From: Jeff Garland (jeff_at_[hidden])
Date: 2005-02-26 20:50:02
On Sun, 27 Feb 2005 02:14:29 +0100, Andreas Huber wrote
> Hi Jeff
> > I'm reviewing the FSM library and I'm wondering if there is any way
> > for a transition to get a reference to the enclosing state machine.
> > I couldn't see a way to do this in the docs.
> This is explained right above the section heading "Getting state
> information out of the machine". Admittedly this might be a little
> hard to spot:
> Similar to when a derived class object accesses its base class
> portion, context<>() is used to gain access to the direct or
> indirect context of a state. This can either be a direct or indirect
> outer state (e.g. context< Active >()) or the state machine itself
> (context< StopWatch >()). </quote>
Right thanks, I missed that....
> In addition, if you don't want to explicitly mention the StopWatch
> class, you can also use simple_state::outermost_context().
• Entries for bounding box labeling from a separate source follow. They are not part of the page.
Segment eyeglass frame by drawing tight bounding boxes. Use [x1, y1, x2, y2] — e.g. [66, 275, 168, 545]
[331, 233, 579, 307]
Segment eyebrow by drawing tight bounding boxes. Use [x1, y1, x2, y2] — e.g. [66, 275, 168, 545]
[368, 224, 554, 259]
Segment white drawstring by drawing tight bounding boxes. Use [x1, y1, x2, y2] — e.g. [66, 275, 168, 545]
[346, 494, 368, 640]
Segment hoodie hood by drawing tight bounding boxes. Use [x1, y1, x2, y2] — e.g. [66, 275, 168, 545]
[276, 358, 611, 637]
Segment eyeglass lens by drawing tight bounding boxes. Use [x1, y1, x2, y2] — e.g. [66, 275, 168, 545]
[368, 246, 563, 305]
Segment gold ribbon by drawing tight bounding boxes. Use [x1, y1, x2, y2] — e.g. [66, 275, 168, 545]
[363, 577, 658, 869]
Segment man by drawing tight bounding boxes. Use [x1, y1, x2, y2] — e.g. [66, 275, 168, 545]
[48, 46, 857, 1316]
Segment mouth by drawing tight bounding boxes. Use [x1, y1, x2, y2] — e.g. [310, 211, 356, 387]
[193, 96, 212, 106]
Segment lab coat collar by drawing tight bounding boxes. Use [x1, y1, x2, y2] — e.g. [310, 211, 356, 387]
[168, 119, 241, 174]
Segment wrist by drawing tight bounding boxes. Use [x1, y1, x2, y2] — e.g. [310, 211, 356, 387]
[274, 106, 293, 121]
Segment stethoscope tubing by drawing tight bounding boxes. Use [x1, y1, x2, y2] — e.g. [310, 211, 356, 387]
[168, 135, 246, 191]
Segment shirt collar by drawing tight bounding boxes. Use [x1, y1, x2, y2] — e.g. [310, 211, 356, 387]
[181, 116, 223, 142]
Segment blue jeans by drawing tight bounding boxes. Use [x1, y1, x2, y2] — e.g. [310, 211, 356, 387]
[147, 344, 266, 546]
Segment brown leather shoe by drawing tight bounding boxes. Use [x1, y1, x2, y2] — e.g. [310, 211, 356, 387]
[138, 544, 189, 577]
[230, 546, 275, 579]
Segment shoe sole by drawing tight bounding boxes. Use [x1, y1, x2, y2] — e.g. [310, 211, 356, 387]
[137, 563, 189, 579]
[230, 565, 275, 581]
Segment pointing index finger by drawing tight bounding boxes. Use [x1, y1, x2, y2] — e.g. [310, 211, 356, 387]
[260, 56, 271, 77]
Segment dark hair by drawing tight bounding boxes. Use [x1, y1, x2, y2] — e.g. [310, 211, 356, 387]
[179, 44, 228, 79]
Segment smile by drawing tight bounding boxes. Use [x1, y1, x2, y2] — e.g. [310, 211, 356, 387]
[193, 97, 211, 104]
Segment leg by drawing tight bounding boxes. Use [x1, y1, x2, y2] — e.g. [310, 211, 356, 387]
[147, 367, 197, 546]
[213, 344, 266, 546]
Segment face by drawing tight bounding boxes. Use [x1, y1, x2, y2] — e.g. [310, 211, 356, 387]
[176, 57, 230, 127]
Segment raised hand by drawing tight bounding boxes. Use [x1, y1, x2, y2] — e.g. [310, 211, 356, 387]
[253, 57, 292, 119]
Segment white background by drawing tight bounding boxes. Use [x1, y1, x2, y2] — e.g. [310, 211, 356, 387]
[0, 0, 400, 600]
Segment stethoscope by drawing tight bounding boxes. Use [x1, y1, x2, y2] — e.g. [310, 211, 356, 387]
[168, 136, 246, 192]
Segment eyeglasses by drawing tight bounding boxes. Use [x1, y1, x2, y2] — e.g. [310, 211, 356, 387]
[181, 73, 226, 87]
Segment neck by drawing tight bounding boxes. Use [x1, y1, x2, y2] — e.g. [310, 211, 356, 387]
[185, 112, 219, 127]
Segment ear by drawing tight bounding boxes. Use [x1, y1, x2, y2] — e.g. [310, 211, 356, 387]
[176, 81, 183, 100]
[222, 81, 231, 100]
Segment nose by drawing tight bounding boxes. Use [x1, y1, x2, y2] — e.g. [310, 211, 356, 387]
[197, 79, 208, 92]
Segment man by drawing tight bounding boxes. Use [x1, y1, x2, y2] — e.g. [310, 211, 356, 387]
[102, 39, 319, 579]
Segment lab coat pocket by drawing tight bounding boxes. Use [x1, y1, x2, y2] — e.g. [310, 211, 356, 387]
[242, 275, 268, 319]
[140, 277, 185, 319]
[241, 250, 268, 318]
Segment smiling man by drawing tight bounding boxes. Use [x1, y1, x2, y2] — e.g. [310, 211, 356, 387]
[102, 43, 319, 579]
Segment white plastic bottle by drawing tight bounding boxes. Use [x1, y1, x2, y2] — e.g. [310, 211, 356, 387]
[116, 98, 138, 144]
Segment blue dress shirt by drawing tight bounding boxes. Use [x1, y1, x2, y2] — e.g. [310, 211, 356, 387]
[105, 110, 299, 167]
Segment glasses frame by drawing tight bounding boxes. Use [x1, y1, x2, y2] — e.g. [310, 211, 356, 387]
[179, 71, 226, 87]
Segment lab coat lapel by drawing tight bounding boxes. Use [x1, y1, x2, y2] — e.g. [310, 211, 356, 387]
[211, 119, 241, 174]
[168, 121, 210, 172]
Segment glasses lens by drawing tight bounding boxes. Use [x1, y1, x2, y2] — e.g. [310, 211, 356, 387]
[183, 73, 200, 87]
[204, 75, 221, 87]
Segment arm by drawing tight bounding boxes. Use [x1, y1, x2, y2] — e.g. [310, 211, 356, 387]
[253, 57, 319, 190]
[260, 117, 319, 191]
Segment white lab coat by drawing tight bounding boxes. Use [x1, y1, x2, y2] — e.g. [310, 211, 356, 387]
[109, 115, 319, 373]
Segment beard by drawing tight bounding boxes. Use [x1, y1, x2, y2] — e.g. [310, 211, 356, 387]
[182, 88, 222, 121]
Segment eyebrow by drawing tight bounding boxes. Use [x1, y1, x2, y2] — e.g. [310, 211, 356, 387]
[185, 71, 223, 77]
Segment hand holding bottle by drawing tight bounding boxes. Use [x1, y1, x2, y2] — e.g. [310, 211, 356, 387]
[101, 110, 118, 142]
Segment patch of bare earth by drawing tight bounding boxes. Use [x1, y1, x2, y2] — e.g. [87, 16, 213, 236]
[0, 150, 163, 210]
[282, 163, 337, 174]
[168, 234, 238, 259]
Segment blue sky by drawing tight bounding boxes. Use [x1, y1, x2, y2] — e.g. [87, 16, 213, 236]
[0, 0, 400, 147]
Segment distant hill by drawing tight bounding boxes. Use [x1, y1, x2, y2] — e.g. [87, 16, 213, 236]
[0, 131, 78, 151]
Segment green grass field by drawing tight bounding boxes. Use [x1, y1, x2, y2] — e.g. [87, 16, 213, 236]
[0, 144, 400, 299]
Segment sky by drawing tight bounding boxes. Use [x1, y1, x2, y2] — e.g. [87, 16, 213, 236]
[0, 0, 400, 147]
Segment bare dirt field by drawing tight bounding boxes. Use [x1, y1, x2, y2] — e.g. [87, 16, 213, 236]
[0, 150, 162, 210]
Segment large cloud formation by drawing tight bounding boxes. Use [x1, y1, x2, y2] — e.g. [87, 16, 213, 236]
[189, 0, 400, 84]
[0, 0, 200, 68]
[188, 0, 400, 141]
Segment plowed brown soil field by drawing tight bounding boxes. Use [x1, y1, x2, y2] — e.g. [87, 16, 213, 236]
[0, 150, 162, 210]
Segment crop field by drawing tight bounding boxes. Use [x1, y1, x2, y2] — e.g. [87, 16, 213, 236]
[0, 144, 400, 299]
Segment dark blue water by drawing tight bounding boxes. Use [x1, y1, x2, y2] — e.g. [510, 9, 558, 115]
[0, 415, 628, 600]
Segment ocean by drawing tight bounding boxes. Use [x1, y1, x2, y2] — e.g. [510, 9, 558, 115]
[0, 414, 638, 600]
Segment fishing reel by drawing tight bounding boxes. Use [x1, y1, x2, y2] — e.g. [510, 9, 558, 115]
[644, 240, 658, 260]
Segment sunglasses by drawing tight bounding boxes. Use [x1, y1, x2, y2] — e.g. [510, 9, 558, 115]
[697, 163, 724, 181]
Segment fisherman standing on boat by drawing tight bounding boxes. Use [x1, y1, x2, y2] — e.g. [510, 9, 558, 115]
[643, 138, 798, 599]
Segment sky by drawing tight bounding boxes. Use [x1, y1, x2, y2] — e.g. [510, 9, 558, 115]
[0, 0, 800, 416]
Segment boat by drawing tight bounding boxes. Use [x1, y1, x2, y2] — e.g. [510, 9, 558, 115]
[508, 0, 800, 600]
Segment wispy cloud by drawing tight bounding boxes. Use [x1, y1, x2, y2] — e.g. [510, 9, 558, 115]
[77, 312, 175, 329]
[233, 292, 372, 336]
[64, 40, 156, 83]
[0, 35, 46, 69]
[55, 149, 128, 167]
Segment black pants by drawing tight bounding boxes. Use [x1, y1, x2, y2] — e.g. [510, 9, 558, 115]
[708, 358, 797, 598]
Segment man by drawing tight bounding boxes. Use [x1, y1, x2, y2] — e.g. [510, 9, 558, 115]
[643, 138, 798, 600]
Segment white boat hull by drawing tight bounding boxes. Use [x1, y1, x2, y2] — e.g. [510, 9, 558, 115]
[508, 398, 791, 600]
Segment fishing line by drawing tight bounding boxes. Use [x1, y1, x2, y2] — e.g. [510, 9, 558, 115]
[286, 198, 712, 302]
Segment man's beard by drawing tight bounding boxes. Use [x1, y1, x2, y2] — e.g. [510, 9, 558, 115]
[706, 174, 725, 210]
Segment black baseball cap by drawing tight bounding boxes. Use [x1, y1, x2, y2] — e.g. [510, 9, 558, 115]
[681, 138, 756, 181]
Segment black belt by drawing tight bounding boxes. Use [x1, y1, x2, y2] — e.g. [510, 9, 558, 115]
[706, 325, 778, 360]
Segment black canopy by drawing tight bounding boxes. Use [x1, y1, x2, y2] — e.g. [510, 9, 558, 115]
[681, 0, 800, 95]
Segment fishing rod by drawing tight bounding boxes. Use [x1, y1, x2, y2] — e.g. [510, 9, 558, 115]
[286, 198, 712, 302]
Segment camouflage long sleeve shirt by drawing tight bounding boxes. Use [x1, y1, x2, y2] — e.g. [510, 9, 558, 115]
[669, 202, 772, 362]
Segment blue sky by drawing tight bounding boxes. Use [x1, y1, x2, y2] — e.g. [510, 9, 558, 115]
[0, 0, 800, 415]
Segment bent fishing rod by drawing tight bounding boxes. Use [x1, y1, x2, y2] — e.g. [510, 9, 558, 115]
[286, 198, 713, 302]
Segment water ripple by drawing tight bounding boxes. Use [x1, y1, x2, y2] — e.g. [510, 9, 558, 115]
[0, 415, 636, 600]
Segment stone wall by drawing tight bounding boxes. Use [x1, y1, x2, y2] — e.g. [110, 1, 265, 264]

> > The idea would be that the various transition constructors would
> I guess you mean state constructors.
> I don't think this breaks any mapping to UML. Also, I don't think
Hmmm, ok. I was thinking the mapping was 'mechanical'. States/Transitions map
to bubbles / lines respectively, etc.
> this is a bad idea at all. The functionality StopWatch implements is
> so simple that it can easily be implemented without the help of FSMs
> at all.
> So, the example kind of overuses the librarys' features to
> show the functionality. It's a classical "school example" (not sure
> whether one says this in English).
Understood. Getting an example of the right level is extremely difficult and
I think overall you've done an excellent job in the tutorial. Of course the
interesting design question is, at one point does the obvious increase in code
complexity make using the library 'worth using'? For this discussion I'm
presuming that there is no automated code generation which obviously changes
things. And, of course, there's no right answer to the question -- which is
why I was exploring my implementation options to understand how the code
complexity / mapping would change if the state was concentrated in a single
class instead of distributed amoungst the states. So the other general design
question is -- when is it better to but the variables asoociated with the
machine in a state class versus pushing them up to the machine? Again there
may be no answer here, but maybe someone that has implemented real code using
fsm would have a design heuristic...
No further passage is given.